Question

Two charged metallic spheres with radii \(R_1\) and \(R_2\) are brought in contact and then separated. The ratio of final charges \(Q_1\) and \(Q_2\) on the two spheres respectively will be _____.
Fill in the blank with the correct answer from the options given below

• A. \(\frac{Q_2}{Q_1}=\frac{R_1}{R_2}\)
• B. \(\frac{Q_2}{Q_1}<\frac{R_1}{R_2}\)
• C. \(\frac{Q_2}{Q_1}>\frac{R_1}{R_2}\)
• D. \(\frac{Q_2}{Q_1}=\frac{R_2}{R_1}\)

Answer 1

The Correct Option is D

The correct answer is Option 4: Q₁/Q₂ = R₁/R₂ or Q₂/Q₁ = R₂/R₁.

Here's the explanation:

When two charged metallic spheres are brought into contact, they reach an equilibrium state where their potentials are equal. This is because charge flows from the sphere with higher potential to the sphere with lower potential until the potentials are the same.
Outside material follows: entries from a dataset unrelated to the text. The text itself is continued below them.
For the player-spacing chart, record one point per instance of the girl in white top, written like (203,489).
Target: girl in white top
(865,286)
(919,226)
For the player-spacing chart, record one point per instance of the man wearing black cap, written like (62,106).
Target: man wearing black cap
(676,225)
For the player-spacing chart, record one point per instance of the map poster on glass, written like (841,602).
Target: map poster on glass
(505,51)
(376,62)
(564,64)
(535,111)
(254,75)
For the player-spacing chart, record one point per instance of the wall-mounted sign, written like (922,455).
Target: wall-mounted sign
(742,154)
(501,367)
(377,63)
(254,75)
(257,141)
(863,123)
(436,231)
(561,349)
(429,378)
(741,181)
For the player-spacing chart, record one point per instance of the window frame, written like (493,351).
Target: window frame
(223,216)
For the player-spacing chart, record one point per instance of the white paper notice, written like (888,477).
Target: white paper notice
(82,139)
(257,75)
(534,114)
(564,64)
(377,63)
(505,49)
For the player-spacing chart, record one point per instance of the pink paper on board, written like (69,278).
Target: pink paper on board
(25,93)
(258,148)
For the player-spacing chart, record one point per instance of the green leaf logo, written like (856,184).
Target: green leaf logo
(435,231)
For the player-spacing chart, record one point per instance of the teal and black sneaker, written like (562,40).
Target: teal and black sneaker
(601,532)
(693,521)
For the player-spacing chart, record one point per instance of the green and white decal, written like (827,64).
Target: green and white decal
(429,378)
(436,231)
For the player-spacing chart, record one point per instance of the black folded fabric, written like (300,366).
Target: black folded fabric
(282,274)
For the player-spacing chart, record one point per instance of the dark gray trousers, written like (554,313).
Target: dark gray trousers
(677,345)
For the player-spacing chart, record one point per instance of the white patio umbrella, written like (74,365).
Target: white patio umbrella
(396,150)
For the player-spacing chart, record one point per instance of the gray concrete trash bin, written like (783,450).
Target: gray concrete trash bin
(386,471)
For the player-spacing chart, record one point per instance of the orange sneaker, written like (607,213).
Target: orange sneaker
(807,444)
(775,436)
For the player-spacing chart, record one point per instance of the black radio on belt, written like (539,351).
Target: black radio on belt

The potential (V) of a charged sphere is given by:

V = kQ/R

Where:

• V is the potential
• k is Coulomb's constant
• Q is the charge on the sphere
• R is the radius of the sphere

When the spheres are in contact, their potentials are equal:

V₁ = V₂

Therefore:

kQ₁/R₁ = kQ₂/R₂

We can cancel k from both sides:

Q₁/R₁ = Q₂/R₂

Rearranging to find the ratio of charges:

Q₁/Q₂ = R₁/R₂

Q₂/Q₁ = R₂/R₁

Thus, the ratio of the final charges on the two spheres is directly proportional to the ratio of their radii.

Therefore, the correct answer is:

Option 4: Q₂/Q₁ = R₂/R₁